Beyond this, you can also explicitly call other the constructors of the Point
class from the initialisation directly. For instance, we may write the following constructor for the Segment
class, which takes four double
s, two for each point.
1Segment::Segment(double x1, double y1, double x2, double y2) :
2 p1(x1, y1), p2(x2, y2) {
3 cout << "Segment 4 double constructor" << endl;
4}
Now, the code Segment s(0, 0, 0, 1);
calls the custom Point
constructor twice before running its own constructor’s main body.
Observe now, however, that while the command Point p;
works just fine with no hitches, the command Segment s;
causes a compilation error. Again, RAII: in order to create a Segment
variable, C++ needs to know how to initialise it. However, there was no default constructor in our struct, so C++ freaks out and has a breakdown.

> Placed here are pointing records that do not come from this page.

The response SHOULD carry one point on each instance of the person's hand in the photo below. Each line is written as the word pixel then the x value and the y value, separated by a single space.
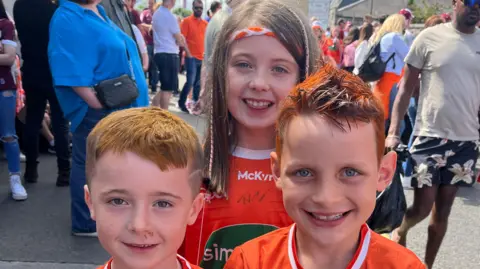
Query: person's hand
pixel 392 142
pixel 199 107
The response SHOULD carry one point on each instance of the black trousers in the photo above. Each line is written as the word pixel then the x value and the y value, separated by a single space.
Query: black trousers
pixel 36 102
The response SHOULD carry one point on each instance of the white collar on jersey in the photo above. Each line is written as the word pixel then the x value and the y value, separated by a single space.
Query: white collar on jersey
pixel 251 154
pixel 109 264
pixel 358 262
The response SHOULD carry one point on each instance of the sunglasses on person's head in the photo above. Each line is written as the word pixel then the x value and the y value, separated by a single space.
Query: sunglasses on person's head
pixel 472 3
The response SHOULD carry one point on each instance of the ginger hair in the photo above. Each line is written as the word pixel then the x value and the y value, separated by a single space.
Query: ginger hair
pixel 340 97
pixel 153 134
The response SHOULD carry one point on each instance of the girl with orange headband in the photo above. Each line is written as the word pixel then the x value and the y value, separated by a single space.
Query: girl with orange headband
pixel 263 50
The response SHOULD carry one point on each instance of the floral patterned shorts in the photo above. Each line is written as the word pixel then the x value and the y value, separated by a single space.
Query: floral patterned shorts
pixel 438 161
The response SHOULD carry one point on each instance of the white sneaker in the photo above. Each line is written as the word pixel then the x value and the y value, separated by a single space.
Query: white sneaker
pixel 23 158
pixel 18 191
pixel 94 234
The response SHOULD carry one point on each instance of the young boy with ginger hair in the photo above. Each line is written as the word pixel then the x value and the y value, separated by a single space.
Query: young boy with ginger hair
pixel 144 172
pixel 329 164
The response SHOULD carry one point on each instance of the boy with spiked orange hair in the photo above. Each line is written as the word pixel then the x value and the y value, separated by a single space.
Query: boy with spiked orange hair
pixel 329 164
pixel 143 186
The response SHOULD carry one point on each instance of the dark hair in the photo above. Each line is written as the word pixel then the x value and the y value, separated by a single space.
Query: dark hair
pixel 353 35
pixel 382 19
pixel 215 6
pixel 365 33
pixel 434 20
pixel 293 31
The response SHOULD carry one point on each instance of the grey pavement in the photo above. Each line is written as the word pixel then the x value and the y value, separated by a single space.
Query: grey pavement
pixel 36 233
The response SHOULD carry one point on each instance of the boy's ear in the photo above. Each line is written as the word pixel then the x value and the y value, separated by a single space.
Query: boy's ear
pixel 197 206
pixel 88 201
pixel 275 165
pixel 386 172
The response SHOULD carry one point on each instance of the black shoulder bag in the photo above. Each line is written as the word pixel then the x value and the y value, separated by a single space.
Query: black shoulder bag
pixel 118 92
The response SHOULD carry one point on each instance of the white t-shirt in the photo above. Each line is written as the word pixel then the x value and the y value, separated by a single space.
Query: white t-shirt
pixel 361 53
pixel 165 25
pixel 393 43
pixel 139 38
pixel 449 98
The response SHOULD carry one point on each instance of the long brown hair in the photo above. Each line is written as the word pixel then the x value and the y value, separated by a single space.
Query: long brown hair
pixel 292 30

This is not necessarily a bad thing, and not every struct or class will need a default constructor. The point of these things is to make sure that things are getting set up the right way. If it doesn’t make sense to create a struct without some initial information, then we shouldn’t use a default constructor anyways!

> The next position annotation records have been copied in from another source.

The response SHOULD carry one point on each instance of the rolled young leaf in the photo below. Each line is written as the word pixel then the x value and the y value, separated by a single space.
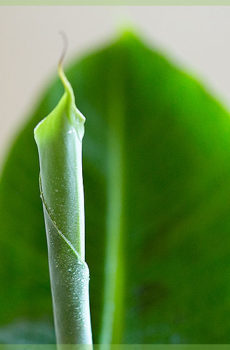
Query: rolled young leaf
pixel 59 140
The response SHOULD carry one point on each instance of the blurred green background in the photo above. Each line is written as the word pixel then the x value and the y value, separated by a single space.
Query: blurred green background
pixel 172 139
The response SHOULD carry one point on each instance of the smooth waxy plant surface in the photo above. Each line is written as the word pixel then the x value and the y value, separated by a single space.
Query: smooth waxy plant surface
pixel 156 165
pixel 59 140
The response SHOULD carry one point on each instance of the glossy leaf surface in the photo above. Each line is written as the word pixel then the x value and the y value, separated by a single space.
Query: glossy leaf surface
pixel 156 160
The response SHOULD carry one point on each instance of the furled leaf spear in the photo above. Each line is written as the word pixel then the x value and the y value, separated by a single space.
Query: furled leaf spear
pixel 59 140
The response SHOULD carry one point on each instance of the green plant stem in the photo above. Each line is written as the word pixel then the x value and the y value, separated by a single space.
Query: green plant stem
pixel 59 140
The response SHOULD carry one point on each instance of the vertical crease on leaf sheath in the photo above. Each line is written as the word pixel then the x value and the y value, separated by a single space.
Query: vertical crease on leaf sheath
pixel 59 140
pixel 113 309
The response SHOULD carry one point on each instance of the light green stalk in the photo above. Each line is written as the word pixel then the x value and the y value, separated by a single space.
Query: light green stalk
pixel 59 140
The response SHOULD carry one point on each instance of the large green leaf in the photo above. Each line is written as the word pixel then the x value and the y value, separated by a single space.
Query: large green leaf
pixel 157 195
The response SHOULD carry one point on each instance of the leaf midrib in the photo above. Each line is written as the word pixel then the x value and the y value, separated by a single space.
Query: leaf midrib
pixel 113 298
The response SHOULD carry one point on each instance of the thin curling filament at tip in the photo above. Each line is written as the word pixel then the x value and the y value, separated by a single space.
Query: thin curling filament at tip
pixel 64 49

This does have ramifications elsewhere, however. Consider the following (horridly designed) struct and accompanying code:
1struct Triangle {
2 Segment s;
3 Point p;
4
5 Triangle(Segment new_s, Point new_p) {
6 p = new_p;
7 s = new_s;
8 }
9};
10
11int main() {
12 Segment s(0, 0, 0, 1);
13 Point p(1, 1);
14 Triangle t(s, p);
15
16 return 0;
17}
Without the line Triangle t(s, p);
, this code runs just like it did before. However, this particular line of code produces a compilation error. The Segment s;
inside the Triangle
struct must be initialised before the body of the constructor is run. However, Segment
doesn’t have a default constructor! Thus C++ complains and throws a tantrum.
This tangled behaviour of C++ constructors is a source of some particularly painful bugs to have to squash…
Remark 2.
The C language also has structs, but they are not allowed to have either member functions or constructors in them! You have to manually initialise every member variable in a C struct or wrap this functionality in a function.
For this reason, the struct
keyword is typically used for data types that are nothing more than a group of simple variables rather than data types that have member functions. This is a strictly cosmetic difference and has no real-world impact.
If we have time to discuss it, here’s a challenge problem to chew on. You can solve this without any structs at all, but I think writing out the algorithm step-by-step in words and abstracting all the nouns to appropriate data types helps immensely.
Challenge 3. Continued Fractions
The irrational number \(\pi = 3.1415926535\ldots\) can be approximated using continued fractions: one has \[\pi = 3 + 0.14159\ldots = 3 + \frac{1}{7 + 0.06251\ldots} = 3 + \frac{1}{7+\frac{1}{15+0.99659\ldots}}\] This process can be terminated at any step by dropping the decimal. For instance, stopping after the first fraction gives the well-known approximation \[\pi \approx 3 + \frac{1}{7} = \frac{22}{7}.\] Use this process to determine a rational approximation of \(\pi \) accurate to \(7\) decimal places.